- Born: Diane Patricia Youdale 13 February 1970 (age 56) Billingham, Teesside, England
- Other name: Jet
- Occupations: Television personality Psychotherapist
- Known for: Gladiators (1992–96) Finders Keepers (1996) You Bet! (1996)
- Spouse(s): George Mayhew ​ ​(m. 1997, divorced)​ Zoe Gilbert ​ ​(m. 2023; div. 2025)​

= Diane Youdale =

English TV personality

Diane Jetstrong (born Diane Patricia Youdale; 13 February 1970) is an English television personality, who played Jet on the television series Gladiators.

==Career==
In 1990, Youdale played the She-Wolf in the Finnegan/Pinchuk Company, HTV and MCA Television Entertainment production, She-Wolf of London. The prosthetics required took four hours to apply and three hours to remove.

Youdale trained as a choreographer before joining Gladiators at the age of 22. In November 1994, she released her first single, "I Don't Know", a collaboration with ISM, which reached a peak of 100 on the UK Single Chart.

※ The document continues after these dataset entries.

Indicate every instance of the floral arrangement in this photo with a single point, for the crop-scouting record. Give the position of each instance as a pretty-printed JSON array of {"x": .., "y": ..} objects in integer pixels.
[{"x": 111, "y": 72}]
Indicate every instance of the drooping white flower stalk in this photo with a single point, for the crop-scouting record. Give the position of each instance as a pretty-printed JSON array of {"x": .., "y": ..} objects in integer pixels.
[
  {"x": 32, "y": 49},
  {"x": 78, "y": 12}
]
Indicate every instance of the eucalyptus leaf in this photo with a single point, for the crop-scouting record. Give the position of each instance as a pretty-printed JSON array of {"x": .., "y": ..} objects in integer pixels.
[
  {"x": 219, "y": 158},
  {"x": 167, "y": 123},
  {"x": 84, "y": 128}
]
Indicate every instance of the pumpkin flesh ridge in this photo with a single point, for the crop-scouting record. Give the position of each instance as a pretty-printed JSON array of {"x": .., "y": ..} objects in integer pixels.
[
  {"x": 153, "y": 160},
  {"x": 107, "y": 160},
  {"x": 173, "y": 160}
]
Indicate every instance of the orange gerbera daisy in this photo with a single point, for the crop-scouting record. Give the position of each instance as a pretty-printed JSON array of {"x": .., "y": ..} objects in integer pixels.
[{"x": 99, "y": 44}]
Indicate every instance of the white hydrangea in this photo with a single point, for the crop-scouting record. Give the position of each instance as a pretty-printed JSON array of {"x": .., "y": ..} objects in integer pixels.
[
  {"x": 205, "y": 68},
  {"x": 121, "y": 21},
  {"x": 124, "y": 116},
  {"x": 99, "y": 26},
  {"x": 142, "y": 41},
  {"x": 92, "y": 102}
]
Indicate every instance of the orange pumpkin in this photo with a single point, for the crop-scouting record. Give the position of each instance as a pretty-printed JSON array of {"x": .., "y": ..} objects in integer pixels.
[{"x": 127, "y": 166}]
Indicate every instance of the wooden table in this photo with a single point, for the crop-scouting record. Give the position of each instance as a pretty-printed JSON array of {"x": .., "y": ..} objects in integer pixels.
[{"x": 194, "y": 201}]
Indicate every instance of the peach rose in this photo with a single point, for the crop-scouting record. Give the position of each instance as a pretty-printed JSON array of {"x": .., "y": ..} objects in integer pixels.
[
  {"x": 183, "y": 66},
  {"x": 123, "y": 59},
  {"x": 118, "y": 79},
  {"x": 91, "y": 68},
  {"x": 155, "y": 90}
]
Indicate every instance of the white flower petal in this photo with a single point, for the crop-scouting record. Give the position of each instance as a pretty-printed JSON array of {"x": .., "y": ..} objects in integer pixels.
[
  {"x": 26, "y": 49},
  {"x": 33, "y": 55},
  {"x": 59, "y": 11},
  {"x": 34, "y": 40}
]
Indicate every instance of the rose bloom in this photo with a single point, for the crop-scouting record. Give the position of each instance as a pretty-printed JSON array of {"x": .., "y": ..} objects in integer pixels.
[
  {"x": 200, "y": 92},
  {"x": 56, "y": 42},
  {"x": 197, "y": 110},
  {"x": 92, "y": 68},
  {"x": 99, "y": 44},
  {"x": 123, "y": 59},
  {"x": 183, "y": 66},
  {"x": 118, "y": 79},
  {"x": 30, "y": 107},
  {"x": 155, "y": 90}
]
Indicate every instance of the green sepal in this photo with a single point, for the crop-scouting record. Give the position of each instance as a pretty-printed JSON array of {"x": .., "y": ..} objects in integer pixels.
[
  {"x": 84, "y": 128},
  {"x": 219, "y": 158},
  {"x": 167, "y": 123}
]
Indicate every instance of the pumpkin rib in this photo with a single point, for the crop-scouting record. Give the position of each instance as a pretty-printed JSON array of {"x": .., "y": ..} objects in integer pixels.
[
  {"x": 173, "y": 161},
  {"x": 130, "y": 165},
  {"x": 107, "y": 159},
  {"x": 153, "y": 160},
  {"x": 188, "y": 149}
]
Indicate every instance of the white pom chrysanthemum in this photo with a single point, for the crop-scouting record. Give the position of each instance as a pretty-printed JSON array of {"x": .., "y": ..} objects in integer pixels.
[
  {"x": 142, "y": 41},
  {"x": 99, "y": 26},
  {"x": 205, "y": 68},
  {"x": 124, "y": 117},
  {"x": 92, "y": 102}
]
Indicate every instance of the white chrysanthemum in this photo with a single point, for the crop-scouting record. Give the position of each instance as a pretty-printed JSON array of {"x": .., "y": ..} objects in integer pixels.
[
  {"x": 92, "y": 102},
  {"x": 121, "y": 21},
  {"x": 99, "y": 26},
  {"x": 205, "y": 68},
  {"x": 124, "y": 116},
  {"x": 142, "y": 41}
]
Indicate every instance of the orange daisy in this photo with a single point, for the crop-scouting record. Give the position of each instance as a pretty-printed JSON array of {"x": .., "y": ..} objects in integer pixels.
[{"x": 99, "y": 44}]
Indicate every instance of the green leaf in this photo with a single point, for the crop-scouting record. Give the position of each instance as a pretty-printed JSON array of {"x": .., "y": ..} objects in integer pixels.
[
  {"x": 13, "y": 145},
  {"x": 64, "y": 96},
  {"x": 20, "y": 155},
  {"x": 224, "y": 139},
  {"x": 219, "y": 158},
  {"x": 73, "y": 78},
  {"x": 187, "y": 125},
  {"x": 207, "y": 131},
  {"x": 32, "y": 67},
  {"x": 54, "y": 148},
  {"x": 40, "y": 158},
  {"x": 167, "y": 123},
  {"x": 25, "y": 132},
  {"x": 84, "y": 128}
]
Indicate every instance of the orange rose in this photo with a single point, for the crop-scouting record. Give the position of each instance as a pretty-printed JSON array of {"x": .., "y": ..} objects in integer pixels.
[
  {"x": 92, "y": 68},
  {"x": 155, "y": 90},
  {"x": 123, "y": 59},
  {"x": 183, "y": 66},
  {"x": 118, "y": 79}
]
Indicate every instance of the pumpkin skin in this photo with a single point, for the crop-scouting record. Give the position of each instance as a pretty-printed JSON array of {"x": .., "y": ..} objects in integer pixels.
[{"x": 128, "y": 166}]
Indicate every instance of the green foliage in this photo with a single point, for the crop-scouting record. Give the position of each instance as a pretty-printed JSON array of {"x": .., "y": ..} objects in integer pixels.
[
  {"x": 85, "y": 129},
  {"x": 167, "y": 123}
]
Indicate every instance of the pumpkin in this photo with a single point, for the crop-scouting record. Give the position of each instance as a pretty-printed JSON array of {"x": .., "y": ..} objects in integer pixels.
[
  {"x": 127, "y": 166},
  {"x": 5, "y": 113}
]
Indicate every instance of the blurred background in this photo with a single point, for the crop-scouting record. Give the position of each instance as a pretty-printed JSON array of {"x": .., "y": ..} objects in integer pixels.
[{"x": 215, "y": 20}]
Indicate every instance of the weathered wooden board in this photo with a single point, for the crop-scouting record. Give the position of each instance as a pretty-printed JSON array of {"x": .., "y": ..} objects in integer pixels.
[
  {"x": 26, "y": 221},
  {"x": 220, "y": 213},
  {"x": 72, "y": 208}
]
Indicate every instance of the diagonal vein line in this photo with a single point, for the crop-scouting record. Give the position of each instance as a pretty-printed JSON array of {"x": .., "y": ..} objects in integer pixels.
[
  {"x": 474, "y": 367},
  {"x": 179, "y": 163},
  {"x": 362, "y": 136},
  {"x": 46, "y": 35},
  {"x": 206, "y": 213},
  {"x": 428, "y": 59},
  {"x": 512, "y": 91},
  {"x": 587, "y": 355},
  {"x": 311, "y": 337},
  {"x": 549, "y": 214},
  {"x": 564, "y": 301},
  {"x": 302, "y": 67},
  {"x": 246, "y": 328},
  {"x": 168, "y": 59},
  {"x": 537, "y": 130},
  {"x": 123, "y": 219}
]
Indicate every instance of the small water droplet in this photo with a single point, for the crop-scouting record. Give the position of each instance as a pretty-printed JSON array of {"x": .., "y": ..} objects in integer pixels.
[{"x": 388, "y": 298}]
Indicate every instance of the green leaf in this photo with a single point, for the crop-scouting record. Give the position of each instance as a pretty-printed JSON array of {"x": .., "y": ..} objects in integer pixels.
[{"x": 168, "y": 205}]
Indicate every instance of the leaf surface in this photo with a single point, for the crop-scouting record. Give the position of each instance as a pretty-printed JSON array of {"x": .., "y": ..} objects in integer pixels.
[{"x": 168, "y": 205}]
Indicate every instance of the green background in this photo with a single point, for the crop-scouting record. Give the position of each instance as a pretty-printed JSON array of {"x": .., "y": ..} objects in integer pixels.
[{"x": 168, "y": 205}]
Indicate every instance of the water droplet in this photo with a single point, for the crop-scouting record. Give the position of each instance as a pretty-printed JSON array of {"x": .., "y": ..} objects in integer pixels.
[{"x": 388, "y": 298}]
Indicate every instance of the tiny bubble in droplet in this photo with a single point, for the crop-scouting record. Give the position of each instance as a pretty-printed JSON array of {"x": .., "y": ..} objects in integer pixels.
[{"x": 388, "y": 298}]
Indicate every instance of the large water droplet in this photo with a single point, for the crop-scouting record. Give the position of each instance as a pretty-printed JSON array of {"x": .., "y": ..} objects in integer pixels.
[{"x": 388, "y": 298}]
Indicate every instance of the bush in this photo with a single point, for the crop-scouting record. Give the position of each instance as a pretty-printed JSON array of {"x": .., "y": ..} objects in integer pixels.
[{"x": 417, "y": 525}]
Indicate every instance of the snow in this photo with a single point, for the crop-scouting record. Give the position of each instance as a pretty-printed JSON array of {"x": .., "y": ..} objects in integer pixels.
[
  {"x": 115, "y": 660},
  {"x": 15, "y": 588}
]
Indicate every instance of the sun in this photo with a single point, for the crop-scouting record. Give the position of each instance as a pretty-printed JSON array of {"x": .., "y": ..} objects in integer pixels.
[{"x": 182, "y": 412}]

An accompanying album, No Covers, released in the same year, failed to chart. She left the Gladiators in 1996 after sustaining a neck injury on the show. She later said that she did not want to risk a more serious injury. She then co-hosted the final original series of Finders Keepers with Neil Buchanan in 1996, and in the same year, was the hostess on You Bet!, with Darren Day.

Youdale later retrained as a psychotherapist. In 2008, it was announced that Sky was developing a revival of Gladiators. In an interview with Loaded magazine, Youdale said that "Sky reckon they're going to run it for three to four years so I've said to them why not wait until the last ever episode and then I make my comeback then?". She ended up as a reporter on the show, as well as co-hosting the Gladiators podcast.

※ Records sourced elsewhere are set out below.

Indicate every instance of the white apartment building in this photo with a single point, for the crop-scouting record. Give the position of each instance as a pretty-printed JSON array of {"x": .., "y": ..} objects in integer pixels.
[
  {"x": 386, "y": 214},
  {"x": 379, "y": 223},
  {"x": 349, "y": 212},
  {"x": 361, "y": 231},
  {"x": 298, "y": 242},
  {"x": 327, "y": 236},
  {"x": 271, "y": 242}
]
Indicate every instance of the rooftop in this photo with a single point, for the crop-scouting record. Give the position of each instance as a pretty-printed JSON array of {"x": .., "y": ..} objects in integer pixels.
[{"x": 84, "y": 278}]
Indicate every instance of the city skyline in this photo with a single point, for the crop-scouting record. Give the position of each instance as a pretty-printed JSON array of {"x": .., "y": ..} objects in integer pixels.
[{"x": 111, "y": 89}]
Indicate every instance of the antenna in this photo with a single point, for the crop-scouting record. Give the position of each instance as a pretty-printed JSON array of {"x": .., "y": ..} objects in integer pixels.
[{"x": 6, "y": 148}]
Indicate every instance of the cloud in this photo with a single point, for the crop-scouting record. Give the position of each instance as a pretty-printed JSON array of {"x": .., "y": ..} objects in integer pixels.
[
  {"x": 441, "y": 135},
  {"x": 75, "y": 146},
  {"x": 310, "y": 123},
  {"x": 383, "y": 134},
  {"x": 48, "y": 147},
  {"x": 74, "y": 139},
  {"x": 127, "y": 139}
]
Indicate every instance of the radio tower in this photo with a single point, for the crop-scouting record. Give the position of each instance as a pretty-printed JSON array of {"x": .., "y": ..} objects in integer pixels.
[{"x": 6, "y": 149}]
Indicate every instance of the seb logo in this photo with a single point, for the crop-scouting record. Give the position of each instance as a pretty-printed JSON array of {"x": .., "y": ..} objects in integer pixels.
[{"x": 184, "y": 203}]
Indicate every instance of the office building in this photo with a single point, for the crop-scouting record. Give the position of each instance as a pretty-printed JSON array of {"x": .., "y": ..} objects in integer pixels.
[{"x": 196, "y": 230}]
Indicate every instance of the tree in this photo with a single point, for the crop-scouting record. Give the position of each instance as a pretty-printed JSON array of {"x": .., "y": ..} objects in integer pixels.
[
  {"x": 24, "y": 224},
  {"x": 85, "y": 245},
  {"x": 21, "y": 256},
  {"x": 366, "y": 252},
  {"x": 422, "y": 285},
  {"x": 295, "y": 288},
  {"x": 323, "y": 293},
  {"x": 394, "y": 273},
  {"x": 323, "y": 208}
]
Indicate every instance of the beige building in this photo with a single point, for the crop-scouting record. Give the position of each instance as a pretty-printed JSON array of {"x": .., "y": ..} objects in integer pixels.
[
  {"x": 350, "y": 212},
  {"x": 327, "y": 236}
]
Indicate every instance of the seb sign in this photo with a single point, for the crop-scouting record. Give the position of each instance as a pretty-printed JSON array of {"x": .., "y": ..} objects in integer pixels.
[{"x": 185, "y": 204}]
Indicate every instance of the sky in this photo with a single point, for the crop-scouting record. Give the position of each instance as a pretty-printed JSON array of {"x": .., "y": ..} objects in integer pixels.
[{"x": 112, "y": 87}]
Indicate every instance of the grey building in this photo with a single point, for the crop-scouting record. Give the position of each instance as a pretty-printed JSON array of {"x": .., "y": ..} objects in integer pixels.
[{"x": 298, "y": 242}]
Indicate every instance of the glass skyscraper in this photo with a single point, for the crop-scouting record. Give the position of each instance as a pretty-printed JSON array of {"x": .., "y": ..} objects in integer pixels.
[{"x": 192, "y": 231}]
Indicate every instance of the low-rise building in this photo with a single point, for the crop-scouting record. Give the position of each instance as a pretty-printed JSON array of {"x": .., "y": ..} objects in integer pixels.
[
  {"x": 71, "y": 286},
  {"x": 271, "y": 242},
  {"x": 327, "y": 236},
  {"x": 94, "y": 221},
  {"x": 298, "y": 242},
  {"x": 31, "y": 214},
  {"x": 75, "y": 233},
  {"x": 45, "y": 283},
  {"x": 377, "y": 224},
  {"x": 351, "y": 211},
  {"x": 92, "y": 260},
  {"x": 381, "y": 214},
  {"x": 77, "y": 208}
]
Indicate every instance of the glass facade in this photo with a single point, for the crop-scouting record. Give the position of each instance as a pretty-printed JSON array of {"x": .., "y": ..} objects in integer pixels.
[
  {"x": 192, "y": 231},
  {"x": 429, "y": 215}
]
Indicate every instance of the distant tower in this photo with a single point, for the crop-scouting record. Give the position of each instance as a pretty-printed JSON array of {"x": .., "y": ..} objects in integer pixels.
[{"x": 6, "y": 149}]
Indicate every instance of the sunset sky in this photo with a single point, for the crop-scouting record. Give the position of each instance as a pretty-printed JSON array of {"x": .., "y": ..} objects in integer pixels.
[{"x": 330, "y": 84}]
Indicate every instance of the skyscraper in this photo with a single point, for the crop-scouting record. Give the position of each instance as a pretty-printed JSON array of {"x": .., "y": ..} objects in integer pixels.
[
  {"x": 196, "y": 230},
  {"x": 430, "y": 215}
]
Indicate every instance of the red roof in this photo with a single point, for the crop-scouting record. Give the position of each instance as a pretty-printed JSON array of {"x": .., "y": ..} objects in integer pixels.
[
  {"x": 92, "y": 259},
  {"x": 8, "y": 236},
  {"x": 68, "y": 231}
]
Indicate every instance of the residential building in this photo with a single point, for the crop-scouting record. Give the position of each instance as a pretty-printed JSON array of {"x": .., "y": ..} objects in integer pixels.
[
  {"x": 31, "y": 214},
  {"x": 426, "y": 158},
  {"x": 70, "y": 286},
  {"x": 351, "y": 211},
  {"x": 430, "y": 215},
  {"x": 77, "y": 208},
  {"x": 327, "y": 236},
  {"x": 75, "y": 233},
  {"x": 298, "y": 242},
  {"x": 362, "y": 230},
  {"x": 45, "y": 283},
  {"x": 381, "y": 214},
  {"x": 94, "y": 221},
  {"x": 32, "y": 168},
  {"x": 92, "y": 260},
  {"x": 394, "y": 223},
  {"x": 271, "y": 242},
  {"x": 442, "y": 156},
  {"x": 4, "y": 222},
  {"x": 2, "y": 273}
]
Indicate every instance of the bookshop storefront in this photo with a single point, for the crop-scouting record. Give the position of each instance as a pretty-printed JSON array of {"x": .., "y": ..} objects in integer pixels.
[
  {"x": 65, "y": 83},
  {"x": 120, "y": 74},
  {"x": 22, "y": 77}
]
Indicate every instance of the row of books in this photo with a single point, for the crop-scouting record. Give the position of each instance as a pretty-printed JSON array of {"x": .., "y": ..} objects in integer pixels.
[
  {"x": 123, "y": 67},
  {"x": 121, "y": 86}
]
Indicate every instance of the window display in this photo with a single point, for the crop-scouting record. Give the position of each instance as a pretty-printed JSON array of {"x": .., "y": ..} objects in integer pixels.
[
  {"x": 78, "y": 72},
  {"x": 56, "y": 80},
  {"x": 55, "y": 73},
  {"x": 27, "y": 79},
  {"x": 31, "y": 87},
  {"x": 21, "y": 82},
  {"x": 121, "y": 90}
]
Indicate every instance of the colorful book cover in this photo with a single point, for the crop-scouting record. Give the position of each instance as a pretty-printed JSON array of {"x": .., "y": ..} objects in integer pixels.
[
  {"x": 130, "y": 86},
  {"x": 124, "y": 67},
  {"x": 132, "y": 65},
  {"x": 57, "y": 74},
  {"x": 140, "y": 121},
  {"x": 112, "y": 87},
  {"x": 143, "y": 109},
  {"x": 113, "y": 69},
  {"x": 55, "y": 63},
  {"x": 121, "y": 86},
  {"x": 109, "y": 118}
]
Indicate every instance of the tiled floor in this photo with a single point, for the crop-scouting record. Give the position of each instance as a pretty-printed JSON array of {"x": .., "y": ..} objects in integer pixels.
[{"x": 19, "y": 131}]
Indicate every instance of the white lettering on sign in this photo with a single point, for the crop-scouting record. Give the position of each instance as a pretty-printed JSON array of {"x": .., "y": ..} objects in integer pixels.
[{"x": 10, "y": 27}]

Later in 2008, Youdale joined BBC Tees to co-present the weekday mid-morning show with Neil Green. She co-presented the programme from 22 September 2008 to 21 January 2011.

==Personal life==
Youdale was brought up in Billingham, County Durham. Her father was Jack Youdale, who was the BBC Tees astronomer for 30 years.

Youdale dated fellow Gladiator James Crossley (Hunter) for two years. She later married political lobbyist George Mayhew in 1997 and lived in the London area as she trained in psychotherapy. After separation and divorce, she spent her time between North East England and Surrey. In July 2023, she married Zoe Gilbert. The pair met in a supermarket, and discussed their life together whilst appearing on the Lorraine show. Diane announced their split in February 2025.

In February 2025, Diane announced in a sit-down interview with "People Are Deep" YouTube channel that she has legally changed her name by deed poll to "Diane Jetstrong".

Jetstrong is a supporter of Middlesbrough F.C.